Hoohm / CITE-seq-Count

A tool that allows to get UMI counts from a single cell protein assay
https://hoohm.github.io/CITE-seq-Count/
MIT License
79 stars 44 forks source link

barcodes with 0s in all protein tags and unmapped roll #180

Open Hanxi-002 opened 1 year ago

Hanxi-002 commented 1 year ago

Hi,

I have cite-seq data with only one protein. After running cite-seq-count and use Read10x() to read the umi_count matrices, I noticed that my matrix is very sparse. Since I only have 1 protein, I only have 2 rows in my matrix (protein, unmapped). My questions is what does it mean when barcodes (columns) have 0s in both rows? I would assume that if no protein of interest is mapped, it would be categorized in the unmapped row. But that is obvious a false assumption.

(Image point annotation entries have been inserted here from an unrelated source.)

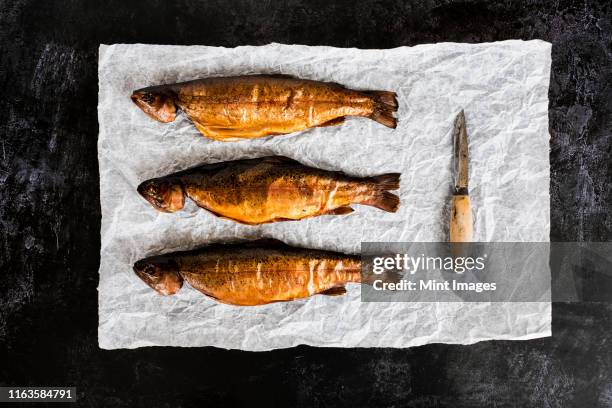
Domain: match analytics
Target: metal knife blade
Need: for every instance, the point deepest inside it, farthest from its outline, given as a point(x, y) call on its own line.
point(461, 154)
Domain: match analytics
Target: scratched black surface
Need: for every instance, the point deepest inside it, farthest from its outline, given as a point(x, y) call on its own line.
point(50, 215)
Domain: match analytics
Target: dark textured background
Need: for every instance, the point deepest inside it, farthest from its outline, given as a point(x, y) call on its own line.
point(50, 216)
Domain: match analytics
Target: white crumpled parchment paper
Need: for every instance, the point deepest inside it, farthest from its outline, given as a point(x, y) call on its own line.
point(503, 88)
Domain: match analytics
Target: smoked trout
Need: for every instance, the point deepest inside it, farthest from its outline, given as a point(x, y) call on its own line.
point(251, 106)
point(269, 189)
point(252, 273)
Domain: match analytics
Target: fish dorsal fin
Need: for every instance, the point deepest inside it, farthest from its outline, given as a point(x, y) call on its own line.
point(280, 76)
point(333, 122)
point(337, 291)
point(340, 211)
point(268, 242)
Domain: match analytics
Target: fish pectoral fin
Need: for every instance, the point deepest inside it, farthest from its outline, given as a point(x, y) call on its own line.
point(333, 122)
point(337, 291)
point(340, 211)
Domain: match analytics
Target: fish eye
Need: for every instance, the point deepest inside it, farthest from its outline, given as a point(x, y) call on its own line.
point(149, 270)
point(147, 97)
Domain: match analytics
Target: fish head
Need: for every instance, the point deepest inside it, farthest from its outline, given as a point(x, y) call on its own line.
point(163, 194)
point(160, 273)
point(157, 102)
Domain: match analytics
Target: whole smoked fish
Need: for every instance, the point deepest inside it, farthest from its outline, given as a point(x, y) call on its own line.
point(252, 106)
point(252, 273)
point(269, 189)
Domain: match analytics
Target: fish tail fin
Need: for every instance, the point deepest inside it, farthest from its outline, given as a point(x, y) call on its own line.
point(383, 200)
point(389, 181)
point(385, 103)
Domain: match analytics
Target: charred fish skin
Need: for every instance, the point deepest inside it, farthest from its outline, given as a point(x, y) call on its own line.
point(269, 189)
point(254, 273)
point(252, 106)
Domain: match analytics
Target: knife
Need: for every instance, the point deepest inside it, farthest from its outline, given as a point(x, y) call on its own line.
point(461, 222)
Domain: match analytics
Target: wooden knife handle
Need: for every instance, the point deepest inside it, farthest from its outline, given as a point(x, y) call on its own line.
point(462, 223)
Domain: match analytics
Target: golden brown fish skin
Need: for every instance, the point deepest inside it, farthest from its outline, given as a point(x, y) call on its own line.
point(269, 189)
point(254, 106)
point(254, 273)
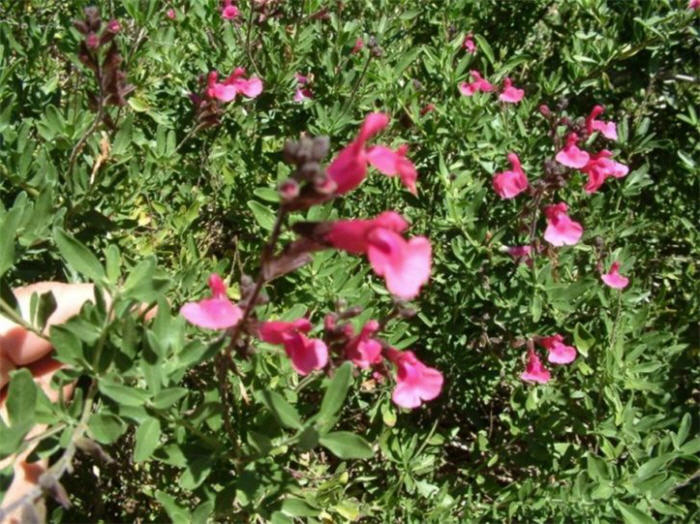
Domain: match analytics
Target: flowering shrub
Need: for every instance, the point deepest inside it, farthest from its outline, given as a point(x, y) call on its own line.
point(386, 261)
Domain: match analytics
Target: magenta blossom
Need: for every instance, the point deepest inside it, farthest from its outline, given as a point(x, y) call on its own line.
point(405, 265)
point(511, 94)
point(359, 44)
point(509, 184)
point(363, 350)
point(613, 278)
point(477, 84)
point(217, 312)
point(571, 155)
point(561, 230)
point(392, 163)
point(349, 168)
point(415, 382)
point(607, 129)
point(307, 354)
point(534, 370)
point(233, 85)
point(229, 11)
point(601, 166)
point(558, 352)
point(468, 44)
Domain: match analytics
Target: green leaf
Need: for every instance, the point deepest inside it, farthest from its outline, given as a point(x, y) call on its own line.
point(335, 395)
point(106, 428)
point(483, 46)
point(21, 398)
point(168, 397)
point(295, 507)
point(633, 515)
point(147, 438)
point(346, 445)
point(78, 256)
point(8, 230)
point(262, 214)
point(125, 395)
point(583, 340)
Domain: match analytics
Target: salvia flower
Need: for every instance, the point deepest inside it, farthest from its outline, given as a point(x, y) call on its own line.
point(392, 163)
point(535, 370)
point(217, 312)
point(601, 166)
point(509, 184)
point(468, 44)
point(349, 168)
point(511, 94)
point(561, 230)
point(607, 129)
point(404, 264)
point(233, 85)
point(558, 352)
point(571, 155)
point(415, 382)
point(363, 350)
point(477, 84)
point(613, 278)
point(306, 354)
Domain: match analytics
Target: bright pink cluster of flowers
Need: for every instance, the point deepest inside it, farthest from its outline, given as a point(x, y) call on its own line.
point(404, 263)
point(509, 94)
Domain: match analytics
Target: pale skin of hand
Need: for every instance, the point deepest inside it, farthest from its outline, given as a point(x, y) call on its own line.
point(21, 348)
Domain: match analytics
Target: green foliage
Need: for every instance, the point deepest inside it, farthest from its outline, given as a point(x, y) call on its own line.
point(612, 438)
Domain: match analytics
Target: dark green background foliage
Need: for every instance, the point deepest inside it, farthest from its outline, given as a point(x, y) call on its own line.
point(613, 436)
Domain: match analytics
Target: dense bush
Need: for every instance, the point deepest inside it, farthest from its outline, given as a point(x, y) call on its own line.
point(126, 163)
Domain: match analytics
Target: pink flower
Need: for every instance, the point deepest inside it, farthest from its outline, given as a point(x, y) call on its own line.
point(509, 184)
point(114, 26)
point(233, 85)
point(478, 84)
point(217, 312)
point(599, 167)
point(392, 163)
point(607, 129)
point(559, 353)
point(302, 94)
point(306, 353)
point(353, 235)
point(511, 94)
point(534, 370)
point(613, 278)
point(229, 11)
point(415, 382)
point(522, 254)
point(405, 265)
point(571, 155)
point(359, 44)
point(428, 108)
point(363, 350)
point(561, 230)
point(92, 41)
point(469, 44)
point(349, 168)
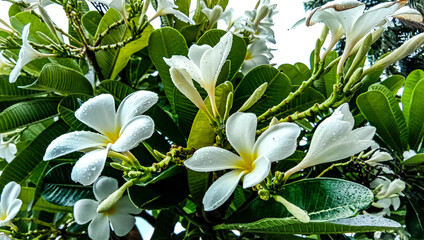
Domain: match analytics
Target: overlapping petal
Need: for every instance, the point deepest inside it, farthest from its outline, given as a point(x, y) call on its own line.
point(210, 159)
point(101, 107)
point(85, 210)
point(277, 142)
point(241, 132)
point(104, 187)
point(134, 105)
point(261, 168)
point(74, 141)
point(135, 131)
point(89, 167)
point(221, 190)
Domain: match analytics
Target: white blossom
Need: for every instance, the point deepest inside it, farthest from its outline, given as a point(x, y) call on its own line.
point(26, 55)
point(165, 7)
point(253, 163)
point(335, 139)
point(120, 131)
point(9, 203)
point(257, 54)
point(7, 149)
point(347, 17)
point(203, 65)
point(118, 217)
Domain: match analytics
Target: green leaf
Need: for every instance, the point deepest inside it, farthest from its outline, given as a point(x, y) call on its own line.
point(67, 108)
point(60, 189)
point(414, 160)
point(28, 160)
point(415, 120)
point(163, 122)
point(27, 196)
point(325, 84)
point(411, 81)
point(90, 22)
point(238, 49)
point(161, 192)
point(279, 226)
point(322, 198)
point(257, 94)
point(129, 49)
point(11, 90)
point(107, 58)
point(25, 113)
point(381, 109)
point(279, 87)
point(165, 223)
point(164, 43)
point(57, 78)
point(394, 83)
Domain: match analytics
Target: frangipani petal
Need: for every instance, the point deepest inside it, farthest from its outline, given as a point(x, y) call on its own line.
point(261, 168)
point(135, 131)
point(221, 190)
point(196, 52)
point(74, 141)
point(121, 223)
point(101, 107)
point(181, 62)
point(104, 187)
point(13, 209)
point(212, 61)
point(89, 167)
point(134, 105)
point(85, 210)
point(183, 82)
point(9, 193)
point(277, 142)
point(210, 159)
point(98, 229)
point(241, 132)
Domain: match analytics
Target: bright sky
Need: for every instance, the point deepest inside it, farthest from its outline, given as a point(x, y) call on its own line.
point(292, 46)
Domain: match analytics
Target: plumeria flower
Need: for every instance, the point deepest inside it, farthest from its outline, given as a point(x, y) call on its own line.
point(7, 149)
point(253, 163)
point(118, 5)
point(120, 131)
point(215, 13)
point(118, 217)
point(348, 17)
point(26, 55)
point(378, 157)
point(388, 195)
point(9, 203)
point(203, 65)
point(334, 139)
point(165, 7)
point(257, 54)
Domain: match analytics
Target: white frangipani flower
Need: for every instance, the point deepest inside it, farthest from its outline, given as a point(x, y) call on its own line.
point(253, 163)
point(7, 149)
point(388, 195)
point(334, 139)
point(378, 157)
point(348, 17)
point(26, 55)
point(165, 7)
point(203, 65)
point(9, 204)
point(408, 154)
point(118, 217)
point(120, 131)
point(257, 54)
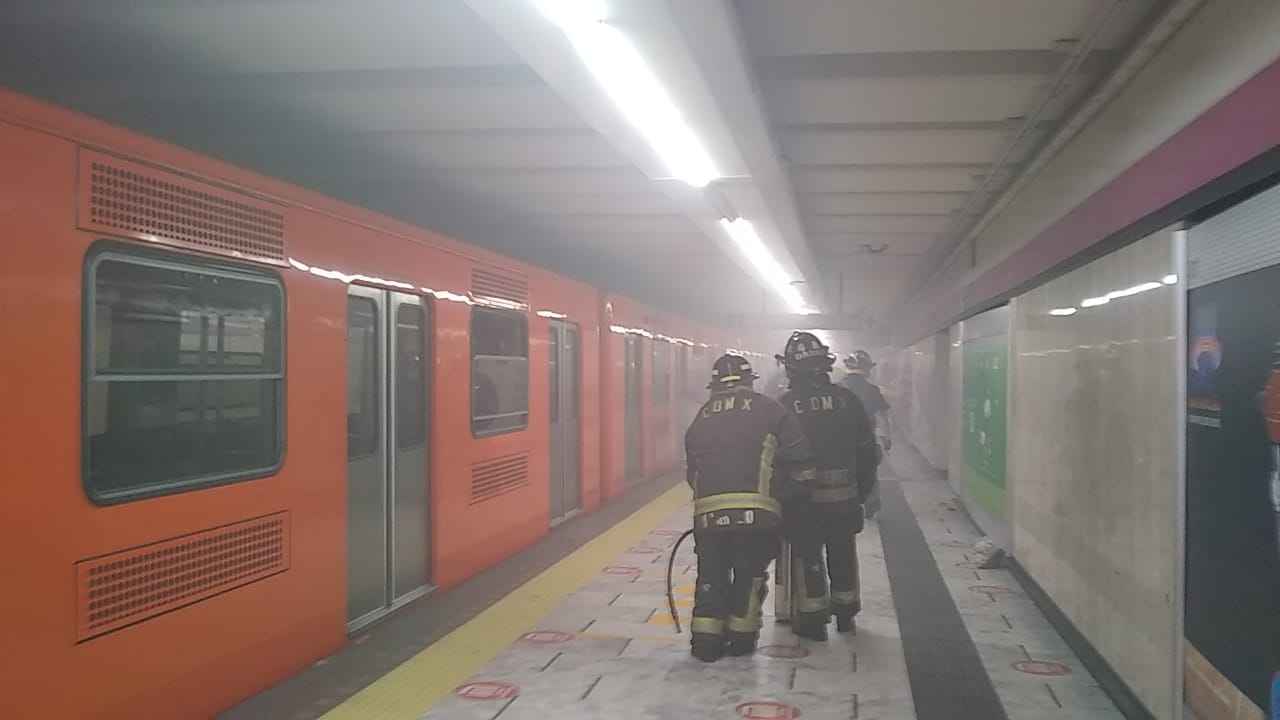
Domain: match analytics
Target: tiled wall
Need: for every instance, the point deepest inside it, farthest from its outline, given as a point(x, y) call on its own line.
point(918, 387)
point(1093, 461)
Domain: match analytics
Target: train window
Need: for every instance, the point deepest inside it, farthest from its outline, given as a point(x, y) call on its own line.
point(410, 377)
point(362, 378)
point(184, 376)
point(499, 372)
point(661, 372)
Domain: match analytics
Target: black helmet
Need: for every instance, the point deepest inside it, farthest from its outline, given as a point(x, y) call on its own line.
point(859, 360)
point(804, 351)
point(730, 370)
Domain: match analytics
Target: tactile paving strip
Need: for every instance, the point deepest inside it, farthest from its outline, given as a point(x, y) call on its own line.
point(947, 678)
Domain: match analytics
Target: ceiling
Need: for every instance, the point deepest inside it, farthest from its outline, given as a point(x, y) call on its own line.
point(862, 137)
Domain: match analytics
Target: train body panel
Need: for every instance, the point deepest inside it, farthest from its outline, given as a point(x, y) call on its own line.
point(181, 601)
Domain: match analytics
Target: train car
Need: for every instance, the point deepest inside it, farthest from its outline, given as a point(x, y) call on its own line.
point(243, 420)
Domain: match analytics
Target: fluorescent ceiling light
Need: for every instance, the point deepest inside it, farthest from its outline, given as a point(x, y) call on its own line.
point(634, 89)
point(1132, 291)
point(750, 244)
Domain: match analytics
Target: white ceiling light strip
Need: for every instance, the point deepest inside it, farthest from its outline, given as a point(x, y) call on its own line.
point(634, 89)
point(753, 247)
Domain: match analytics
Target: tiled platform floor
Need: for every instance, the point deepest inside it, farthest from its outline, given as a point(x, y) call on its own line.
point(609, 651)
point(612, 651)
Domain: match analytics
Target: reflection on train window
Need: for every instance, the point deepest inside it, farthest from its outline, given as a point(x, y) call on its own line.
point(661, 372)
point(499, 372)
point(362, 401)
point(184, 381)
point(410, 377)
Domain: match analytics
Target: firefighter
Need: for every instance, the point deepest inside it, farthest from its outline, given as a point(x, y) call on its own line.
point(831, 515)
point(744, 452)
point(859, 367)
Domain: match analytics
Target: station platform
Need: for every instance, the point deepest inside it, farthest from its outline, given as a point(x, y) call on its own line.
point(579, 628)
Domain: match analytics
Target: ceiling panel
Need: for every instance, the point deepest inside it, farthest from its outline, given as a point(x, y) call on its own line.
point(878, 223)
point(361, 109)
point(881, 203)
point(803, 27)
point(867, 265)
point(887, 178)
point(618, 228)
point(318, 35)
point(595, 182)
point(903, 100)
point(853, 242)
point(890, 147)
point(507, 150)
point(566, 204)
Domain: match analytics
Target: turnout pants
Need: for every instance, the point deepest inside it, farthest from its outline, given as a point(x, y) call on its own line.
point(824, 547)
point(731, 569)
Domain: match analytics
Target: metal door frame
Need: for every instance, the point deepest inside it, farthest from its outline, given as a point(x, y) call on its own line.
point(632, 372)
point(387, 304)
point(394, 301)
point(568, 367)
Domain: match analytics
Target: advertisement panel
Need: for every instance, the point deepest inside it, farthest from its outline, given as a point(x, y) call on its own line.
point(1233, 478)
point(984, 388)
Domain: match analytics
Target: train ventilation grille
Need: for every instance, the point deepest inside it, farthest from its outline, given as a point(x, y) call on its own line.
point(123, 588)
point(498, 477)
point(504, 288)
point(133, 200)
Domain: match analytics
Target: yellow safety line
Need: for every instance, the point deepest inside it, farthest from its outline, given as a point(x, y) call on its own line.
point(425, 679)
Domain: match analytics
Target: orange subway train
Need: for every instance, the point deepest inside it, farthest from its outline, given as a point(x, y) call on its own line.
point(243, 420)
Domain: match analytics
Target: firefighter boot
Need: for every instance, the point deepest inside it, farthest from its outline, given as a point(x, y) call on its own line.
point(741, 643)
point(845, 623)
point(708, 648)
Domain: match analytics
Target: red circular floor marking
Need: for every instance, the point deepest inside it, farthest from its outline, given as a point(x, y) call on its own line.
point(1041, 668)
point(547, 637)
point(768, 711)
point(487, 691)
point(785, 651)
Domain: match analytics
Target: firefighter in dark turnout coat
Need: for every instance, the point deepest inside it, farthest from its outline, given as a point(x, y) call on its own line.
point(831, 515)
point(744, 452)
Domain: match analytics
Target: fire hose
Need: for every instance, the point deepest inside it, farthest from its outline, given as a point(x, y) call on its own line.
point(671, 566)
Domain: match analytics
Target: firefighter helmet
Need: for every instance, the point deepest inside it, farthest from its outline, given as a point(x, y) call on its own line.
point(805, 351)
point(859, 360)
point(730, 370)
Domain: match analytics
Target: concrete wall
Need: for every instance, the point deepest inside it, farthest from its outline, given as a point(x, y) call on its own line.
point(1093, 460)
point(1219, 49)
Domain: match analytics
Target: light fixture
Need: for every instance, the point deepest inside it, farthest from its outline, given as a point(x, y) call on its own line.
point(750, 244)
point(634, 89)
point(1132, 291)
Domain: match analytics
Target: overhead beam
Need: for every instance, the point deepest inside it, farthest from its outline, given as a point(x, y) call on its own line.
point(696, 51)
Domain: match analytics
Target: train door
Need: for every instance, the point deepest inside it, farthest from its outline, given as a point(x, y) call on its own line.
point(566, 420)
point(632, 368)
point(681, 376)
point(387, 452)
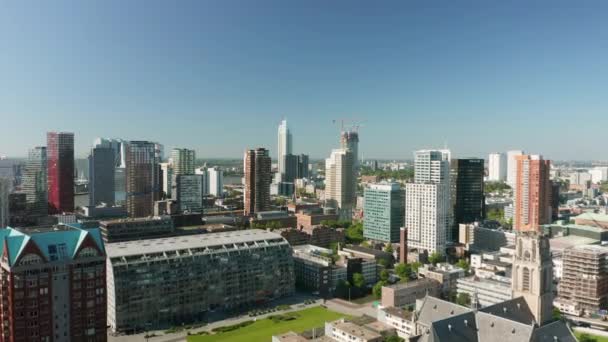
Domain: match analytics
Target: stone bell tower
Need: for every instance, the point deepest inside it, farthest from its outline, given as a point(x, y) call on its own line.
point(533, 274)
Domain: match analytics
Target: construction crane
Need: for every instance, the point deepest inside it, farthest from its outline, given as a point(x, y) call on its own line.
point(350, 124)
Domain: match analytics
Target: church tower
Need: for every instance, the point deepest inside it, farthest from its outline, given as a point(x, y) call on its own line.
point(533, 274)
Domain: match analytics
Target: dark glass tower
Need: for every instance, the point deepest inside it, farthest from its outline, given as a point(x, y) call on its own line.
point(466, 179)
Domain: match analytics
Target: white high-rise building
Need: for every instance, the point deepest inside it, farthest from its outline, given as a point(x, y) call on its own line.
point(599, 174)
point(216, 181)
point(497, 167)
point(427, 203)
point(284, 145)
point(5, 188)
point(340, 182)
point(512, 167)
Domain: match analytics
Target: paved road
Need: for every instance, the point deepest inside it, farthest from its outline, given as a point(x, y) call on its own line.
point(592, 331)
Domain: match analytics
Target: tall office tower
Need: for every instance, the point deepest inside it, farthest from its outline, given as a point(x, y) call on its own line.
point(183, 161)
point(303, 163)
point(216, 181)
point(383, 212)
point(403, 245)
point(512, 167)
point(341, 182)
point(54, 285)
point(584, 282)
point(101, 176)
point(188, 192)
point(284, 145)
point(117, 145)
point(142, 178)
point(428, 210)
point(532, 276)
point(5, 188)
point(555, 191)
point(257, 165)
point(350, 140)
point(166, 175)
point(60, 171)
point(532, 193)
point(467, 197)
point(497, 167)
point(34, 183)
point(290, 168)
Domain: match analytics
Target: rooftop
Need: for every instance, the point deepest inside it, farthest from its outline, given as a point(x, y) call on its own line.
point(356, 330)
point(160, 245)
point(593, 217)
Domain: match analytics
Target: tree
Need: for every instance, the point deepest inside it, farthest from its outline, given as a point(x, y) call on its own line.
point(389, 248)
point(358, 280)
point(463, 299)
point(464, 264)
point(403, 270)
point(586, 338)
point(435, 258)
point(415, 266)
point(377, 289)
point(384, 275)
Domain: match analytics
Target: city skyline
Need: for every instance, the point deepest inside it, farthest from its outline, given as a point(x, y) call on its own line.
point(417, 76)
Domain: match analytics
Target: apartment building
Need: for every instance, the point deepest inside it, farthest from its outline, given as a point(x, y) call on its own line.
point(159, 283)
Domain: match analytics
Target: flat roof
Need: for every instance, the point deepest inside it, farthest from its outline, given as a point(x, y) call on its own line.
point(159, 245)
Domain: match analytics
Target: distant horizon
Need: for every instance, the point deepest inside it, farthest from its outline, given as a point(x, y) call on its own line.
point(218, 76)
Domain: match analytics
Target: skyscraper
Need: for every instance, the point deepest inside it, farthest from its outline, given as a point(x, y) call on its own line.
point(257, 165)
point(183, 161)
point(427, 212)
point(350, 140)
point(60, 172)
point(216, 181)
point(290, 168)
point(142, 178)
point(303, 162)
point(383, 212)
point(35, 182)
point(497, 167)
point(532, 193)
point(102, 165)
point(54, 285)
point(512, 167)
point(284, 145)
point(188, 192)
point(5, 188)
point(340, 182)
point(467, 197)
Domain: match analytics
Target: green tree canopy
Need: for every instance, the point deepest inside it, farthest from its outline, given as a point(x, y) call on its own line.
point(358, 280)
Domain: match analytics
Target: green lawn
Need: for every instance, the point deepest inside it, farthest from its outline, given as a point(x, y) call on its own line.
point(597, 338)
point(264, 329)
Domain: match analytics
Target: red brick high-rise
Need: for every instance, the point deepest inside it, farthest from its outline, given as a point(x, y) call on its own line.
point(53, 285)
point(532, 193)
point(60, 171)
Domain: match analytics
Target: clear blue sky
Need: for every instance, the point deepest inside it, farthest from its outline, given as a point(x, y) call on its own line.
point(218, 76)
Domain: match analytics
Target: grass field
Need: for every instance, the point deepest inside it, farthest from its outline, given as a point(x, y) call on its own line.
point(597, 338)
point(263, 329)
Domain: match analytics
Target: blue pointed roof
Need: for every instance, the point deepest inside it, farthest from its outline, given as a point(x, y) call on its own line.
point(54, 245)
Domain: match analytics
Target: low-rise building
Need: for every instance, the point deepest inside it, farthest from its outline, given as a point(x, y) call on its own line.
point(487, 291)
point(343, 331)
point(403, 294)
point(158, 283)
point(136, 228)
point(403, 321)
point(444, 273)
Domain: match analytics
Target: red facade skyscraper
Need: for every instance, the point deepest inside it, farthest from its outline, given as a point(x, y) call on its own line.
point(60, 171)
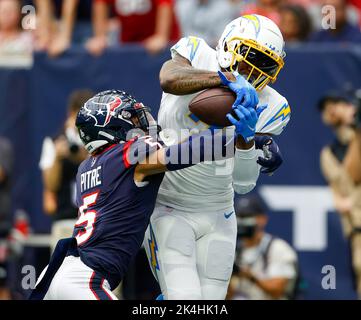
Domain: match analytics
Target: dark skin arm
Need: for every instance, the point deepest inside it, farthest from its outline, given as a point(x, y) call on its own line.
point(154, 163)
point(178, 77)
point(352, 161)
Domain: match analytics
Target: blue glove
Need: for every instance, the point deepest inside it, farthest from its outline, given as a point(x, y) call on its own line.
point(246, 94)
point(273, 157)
point(246, 122)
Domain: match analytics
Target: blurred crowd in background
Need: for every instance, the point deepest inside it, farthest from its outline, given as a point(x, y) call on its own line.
point(266, 267)
point(56, 25)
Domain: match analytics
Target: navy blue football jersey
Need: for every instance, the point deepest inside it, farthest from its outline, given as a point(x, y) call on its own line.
point(114, 212)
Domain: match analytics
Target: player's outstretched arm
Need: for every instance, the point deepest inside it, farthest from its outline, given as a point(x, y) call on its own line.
point(208, 145)
point(178, 77)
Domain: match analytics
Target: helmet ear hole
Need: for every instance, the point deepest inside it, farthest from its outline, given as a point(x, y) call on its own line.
point(225, 59)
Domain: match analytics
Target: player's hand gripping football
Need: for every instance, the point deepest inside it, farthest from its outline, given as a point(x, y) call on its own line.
point(272, 155)
point(245, 125)
point(246, 94)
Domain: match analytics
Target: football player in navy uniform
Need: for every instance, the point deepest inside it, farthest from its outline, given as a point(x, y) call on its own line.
point(117, 188)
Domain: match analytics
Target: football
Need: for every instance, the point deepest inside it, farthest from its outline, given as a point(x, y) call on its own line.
point(212, 105)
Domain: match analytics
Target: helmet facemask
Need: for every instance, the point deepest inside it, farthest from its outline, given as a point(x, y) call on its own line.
point(261, 63)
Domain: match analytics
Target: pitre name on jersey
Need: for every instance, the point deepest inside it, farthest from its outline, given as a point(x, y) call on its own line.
point(90, 179)
point(113, 210)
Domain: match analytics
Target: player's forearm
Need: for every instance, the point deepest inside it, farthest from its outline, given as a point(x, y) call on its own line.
point(68, 17)
point(164, 20)
point(100, 18)
point(246, 170)
point(183, 80)
point(352, 161)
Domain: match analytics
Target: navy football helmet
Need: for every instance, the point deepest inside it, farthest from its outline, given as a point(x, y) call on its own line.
point(108, 117)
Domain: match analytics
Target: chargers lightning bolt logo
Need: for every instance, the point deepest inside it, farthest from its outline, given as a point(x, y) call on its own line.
point(282, 113)
point(193, 43)
point(105, 111)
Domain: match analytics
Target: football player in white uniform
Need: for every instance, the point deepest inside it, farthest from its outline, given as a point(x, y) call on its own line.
point(191, 239)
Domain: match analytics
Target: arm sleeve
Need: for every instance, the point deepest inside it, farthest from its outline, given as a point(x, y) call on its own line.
point(206, 146)
point(246, 170)
point(274, 119)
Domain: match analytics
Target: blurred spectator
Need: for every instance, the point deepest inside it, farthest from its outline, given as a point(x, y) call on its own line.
point(6, 166)
point(267, 8)
point(150, 22)
point(16, 45)
point(206, 18)
point(62, 22)
point(59, 163)
point(266, 266)
point(314, 8)
point(344, 30)
point(339, 115)
point(357, 5)
point(295, 24)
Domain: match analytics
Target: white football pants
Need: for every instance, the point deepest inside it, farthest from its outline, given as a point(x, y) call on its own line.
point(191, 254)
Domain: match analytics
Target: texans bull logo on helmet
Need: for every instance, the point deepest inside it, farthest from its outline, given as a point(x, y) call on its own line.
point(105, 111)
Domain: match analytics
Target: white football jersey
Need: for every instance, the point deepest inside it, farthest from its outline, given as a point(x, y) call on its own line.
point(208, 185)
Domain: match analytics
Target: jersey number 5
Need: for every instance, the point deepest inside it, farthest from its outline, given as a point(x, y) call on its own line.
point(86, 218)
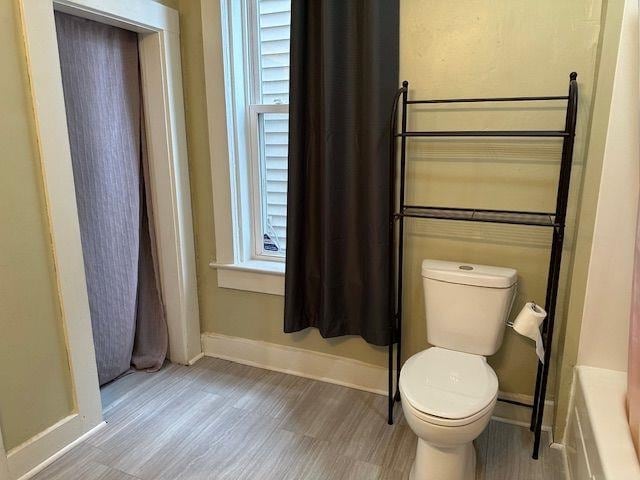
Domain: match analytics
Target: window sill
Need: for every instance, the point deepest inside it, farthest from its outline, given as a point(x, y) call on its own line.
point(253, 276)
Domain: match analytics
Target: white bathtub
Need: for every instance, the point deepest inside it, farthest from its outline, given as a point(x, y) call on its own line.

Thank you so much for your time!

cpflueger2016 commented 1 year ago

Hey Hanxi, unmapped is a DNA barcode from the CITE-seq data that does not match the antibody barcode that labels your protein. This can be due to PCR issues (most likely), sequencing errors, or incorrect demultiplexing (bcl2fastq), etc.

From my experience, it is quite common to see unmapped reads and you’ll just filter them out since you cannot extract info out of them other than the fact that you might have had too many PCR cycles in your library prep.

Hoohm commented 1 year ago

Other potential issue is that you provided a list of cells to extract. The output will give you a full matrix having those cell barcodes and if nothing with this barcode was found in R1, then you get an empty count.